When restructuring web sites, the savvy web master mentioned earlier requires a way to make an existing URL redirect to its new URL after the restructure. The two common methods to handle the redirection are:

  • It is perfectly acceptable to use a standard HTML web page with the tracking code installed and a meta refresh to redirect a user from the old to the new. This method does have the down side that all of the redirections for the web site are scattered throughout.
  • Another solution is offloading the redirection into a utility such as the Apache mod_rewrite module or the equivalent ISAPI_Rewrite for IIS. Using this method allows the web master to place all of the URL redirection in once place for easy management.

Under normal conditions such as option one above, where Google Analytics is installed on every web page within a site - it’s possible for the service to collect a complete click stream for the site. Google Analytics is also capable of handling standard HTTP redirects, so long as the tracking code is installed on both the referring and destination pages.

While it is convenient to use URL rewriting, there is a caveat which reduces the amount of information that Google Analytics can collect. The redirection will happen before any content is returned to the user, which means there is no opportunity for Google Analytics tracking code to fire. This results in Google Analytics reporting zero activity against the redirecting URL.

WordPress Drop Technorati For Incoming Links

Wednesday, November 28th, 2007

WordPress has a feature in it which shows activity surrounding your particular blog, named “Incoming Links”. For a long time, WordPress has been using the services of blog search engine and aggregator Technorati to deliver this feature. Using Technorati was an excellent decision for quite some time, especially when blogging was still relatively new and Technorati where blazing their own trail in that space. It made even more sense when Automattic released Pingomatic, as virtually all blogging platforms sent activity notifications to that and Technorati subscribed to that stream of data.

Things started to change and the usefulness of Technorati started to fade as the big guns entered into the blog search space, namingly Google. Google Blog Search was a great service on its own, using the incredible infrastructure behind Google to keep their blog search index fresh. Not being content with great, Google set out to make their Google Blog Search index exceptionally fresh as they started accepting ping notifications. Of course, as soon as that happened - Pingomatic started sending notifications into Google, which has yielded an index which is minty fresh - usually showing only minutes of delay.

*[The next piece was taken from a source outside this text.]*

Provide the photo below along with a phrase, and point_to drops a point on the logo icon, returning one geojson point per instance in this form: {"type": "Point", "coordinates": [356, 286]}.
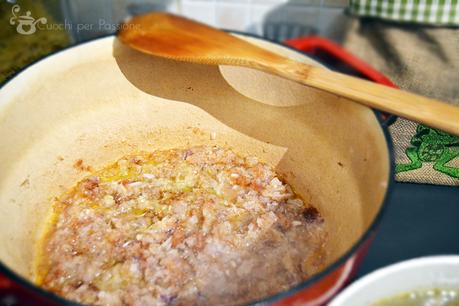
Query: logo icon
{"type": "Point", "coordinates": [26, 24]}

With the recent release of WordPress 2.3, the WordPress team have now switched from Technorati to Google Blog Search for their “Incoming Links” feature. This single link change could have a fairly profound impact on Technorati, as with literally hundreds of thousands of blogs running WordPress - they were getting traffic for free. The lack of the link from WordPress, coupled with the superior fire power of Google and tongues have to be wagging about the future of blog search engine Technorati.